Your Content Goes HereAmerican Journal of Health Promotion Everyone Sleeps! – (Poorly) or Not Enough: Sleep as a Priority and a Vital Sign

September 18 | American Journal of Health Promotion


By Joseph Ojile, M.D. F.C.C.P., D.ABSM

Founder, Chief Executive Officer and Medical Director of Clayton Sleep Institute

President of the Clayton Sleep Research Foundation

In the last 30 years, scientists and physicians have developed an increased understanding of sleep as an intrinsic, universal human biological process that affects the functioning of most—and perhaps all—organ systems.[1] We know now that sleep is the third key player, along with diet and exercise, for an individual’s total well-being.
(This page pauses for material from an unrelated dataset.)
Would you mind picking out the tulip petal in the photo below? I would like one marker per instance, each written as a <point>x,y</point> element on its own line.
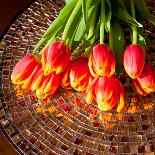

Sleep medicine continues to mature as an interdisciplinary practice, and America’s health care system grows in the ability to recognize, diagnose, and treat all individuals with sleep disorders. Nevertheless, awareness of the pervasiveness of sleep disorders among health care professionals and the general public is relatively low considering an estimated 50-70 million adults in the United States chronically suffer from a sleep or circadian disorder.[2]


More than one-third of American adults are not getting enough sleep on a regular basis, and most Americans don’t make the connection between appropriate sleep and personal effectiveness.[3] As American adults struggle to make sleep a priority, health promotion professionals are challenged to define and measure “good” sleep and to make tangible recommendations that propel individuals and the community toward true sleep health.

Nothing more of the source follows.